Wiederaufnahmeantrag wegen Aufwendungen für Uniformreinigung

Rechtssätze

Stammrechtssätze

RV/0832-W/02-RS1 Permalink Rechtssatzkette anzeigen
Neue Erkenntnisse in Bezug auf die rechtliche Beurteilung von Sachverhaltselementen - gleichgültig, ob diese späteren rechtlichen Erkenntnisse (neuen Beurteilungskriterien) durch die Änderung der Verwaltungspraxis oder Rechtsprechung oder nach vorhergehender Fehlbeurteilung oder Unkenntnis der Gesetzeslage eigenständig gewonnen werden stellen keine Tatsachen dar. Die nachteiligen Folgen einer früheren unzutreffenden Würdigung oder Wertung oder einer fehlerhaften rechtlichen Beurteilung - gleichgültig durch welche Umstände veranlasst - lassen sich bei unveränderter Tatsachenlage nicht nachträglich im Wege der Wiederaufnahme des Verfahrens beseitigen.
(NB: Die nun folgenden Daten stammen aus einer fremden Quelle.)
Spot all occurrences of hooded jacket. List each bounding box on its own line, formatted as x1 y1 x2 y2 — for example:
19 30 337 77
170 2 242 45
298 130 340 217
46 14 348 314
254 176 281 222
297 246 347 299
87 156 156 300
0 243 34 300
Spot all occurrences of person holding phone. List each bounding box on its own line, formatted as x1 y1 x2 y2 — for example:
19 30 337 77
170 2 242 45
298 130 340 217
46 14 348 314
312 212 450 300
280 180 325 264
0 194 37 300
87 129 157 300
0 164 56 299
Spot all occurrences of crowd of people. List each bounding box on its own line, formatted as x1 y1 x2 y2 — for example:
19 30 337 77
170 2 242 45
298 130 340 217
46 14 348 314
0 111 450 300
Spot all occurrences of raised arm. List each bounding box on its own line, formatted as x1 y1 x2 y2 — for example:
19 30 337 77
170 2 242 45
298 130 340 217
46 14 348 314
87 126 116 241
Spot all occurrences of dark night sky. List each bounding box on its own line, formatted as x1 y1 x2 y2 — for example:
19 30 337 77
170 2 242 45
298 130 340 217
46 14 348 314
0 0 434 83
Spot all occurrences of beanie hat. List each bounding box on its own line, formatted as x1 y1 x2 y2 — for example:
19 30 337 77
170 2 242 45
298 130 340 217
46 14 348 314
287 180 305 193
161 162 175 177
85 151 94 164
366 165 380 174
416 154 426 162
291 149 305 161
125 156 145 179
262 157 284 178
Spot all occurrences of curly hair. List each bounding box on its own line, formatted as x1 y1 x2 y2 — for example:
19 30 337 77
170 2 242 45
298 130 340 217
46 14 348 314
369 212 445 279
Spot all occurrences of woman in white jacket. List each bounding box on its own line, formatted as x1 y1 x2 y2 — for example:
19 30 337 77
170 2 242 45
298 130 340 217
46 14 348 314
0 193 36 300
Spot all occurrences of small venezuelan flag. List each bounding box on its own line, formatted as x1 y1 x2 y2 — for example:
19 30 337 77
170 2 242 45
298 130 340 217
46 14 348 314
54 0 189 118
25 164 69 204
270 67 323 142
Die Änderung der Beurteilung eines Sachverhaltes durch den Verwaltungsgerichtshof stellt somit keinen Wiederaufnahmegrund gemäß § 303 Abs. 1 BAO dar.

Zusatzinformationen

betroffene Normen:
Schlagworte:
Wiederaufnahme, Tatsache, Verschulden

Entscheidungstext

Der unabhängige Finanzsenat hat über die Berufung des Bw gegen den Zurückweisungsbescheid des Finanzamtes Gänserndorf betreffend die Wiederaufnahme der Einkommensteuer für das Jahr 1994 entschieden:

Die Berufung wird als unbegründet abgewiesen.
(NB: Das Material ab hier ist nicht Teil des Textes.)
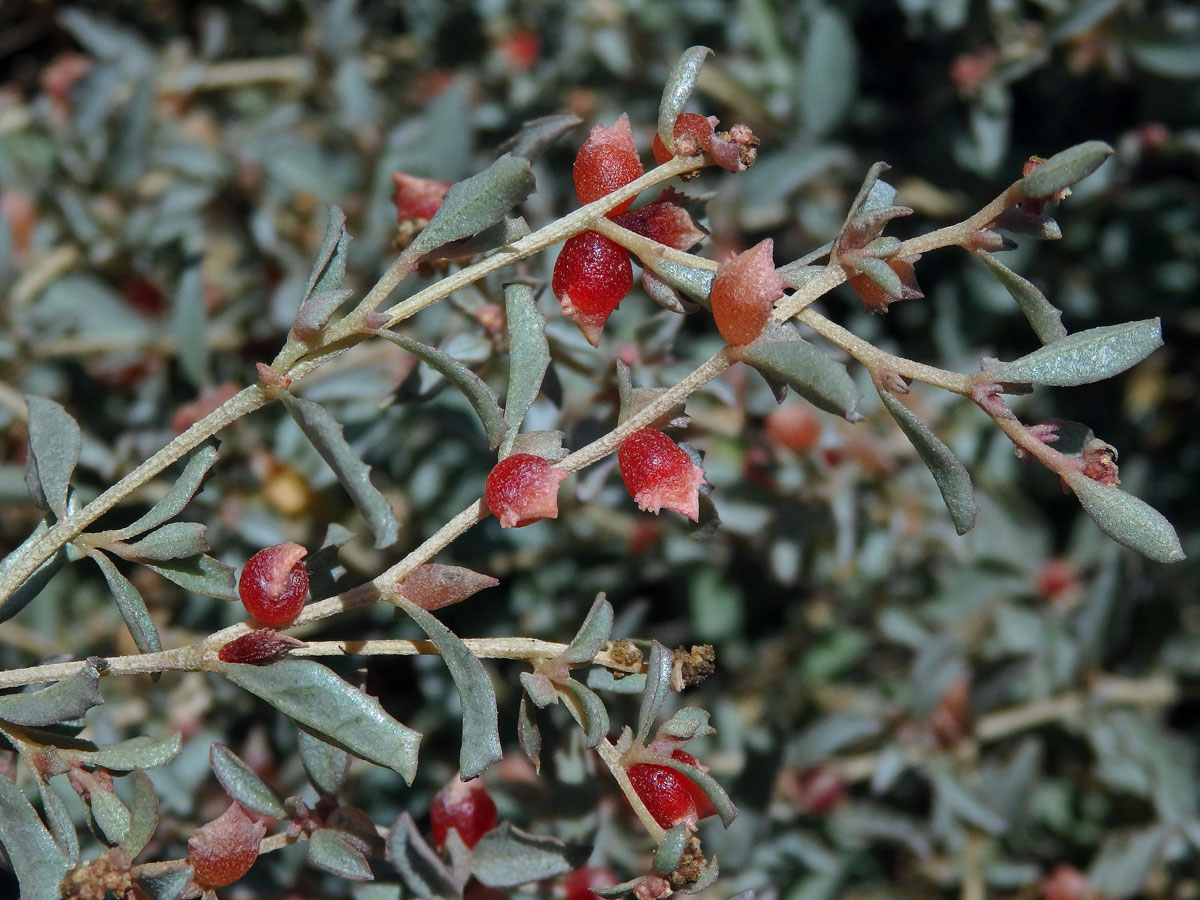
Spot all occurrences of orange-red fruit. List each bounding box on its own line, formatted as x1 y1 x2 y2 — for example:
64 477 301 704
391 172 450 222
187 803 266 889
574 113 644 217
565 865 620 900
484 454 566 528
710 238 785 346
430 778 497 850
626 750 716 828
617 428 704 522
238 542 308 625
652 113 716 166
551 232 634 347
Der angefochtene Bescheid bleibt unverändert.

Rechtsbelehrung

Gegen diese Entscheidung ist gemäß § 291 der Bundesabgabenordnung (BAO) ein ordentliches Rechtsmittel nicht zulässig. Es steht Ihnen jedoch das Recht zu, innerhalb von sechs Wochen nach Zustellung dieser Entscheidung eine Beschwerde an den Verwaltungsgerichtshof oder den Verfassungsgerichtshof zu erheben. Die Beschwerde an den Verfassungsgerichtshof muss - abgesehen von den gesetzlich bestimmten Ausnahmen - von einem Rechtsanwalt unterschrieben sein. Die Beschwerde an den Verwaltungsgerichtshof muss - abgesehen von den gesetzlich bestimmten Ausnahmen - von einem Rechtsanwalt oder einem Wirtschaftsprüfer unterschrieben sein.

Gemäß § 292 BAO steht der Amtspartei (§ 276 Abs. 7 BAO) das Recht zu, gegen diese Entscheidung innerhalb von sechs Wochen nach Zustellung (Kenntnisnahme) Beschwerde an den Verwaltungsgerichtshof zu erheben.

Entscheidungsgründe

Der Einkommensteuerbescheid für das Kalenderjahre 1994 wurde am 22. August 1995 erlassen und ist unangefochten in Rechtskraft erwachsen.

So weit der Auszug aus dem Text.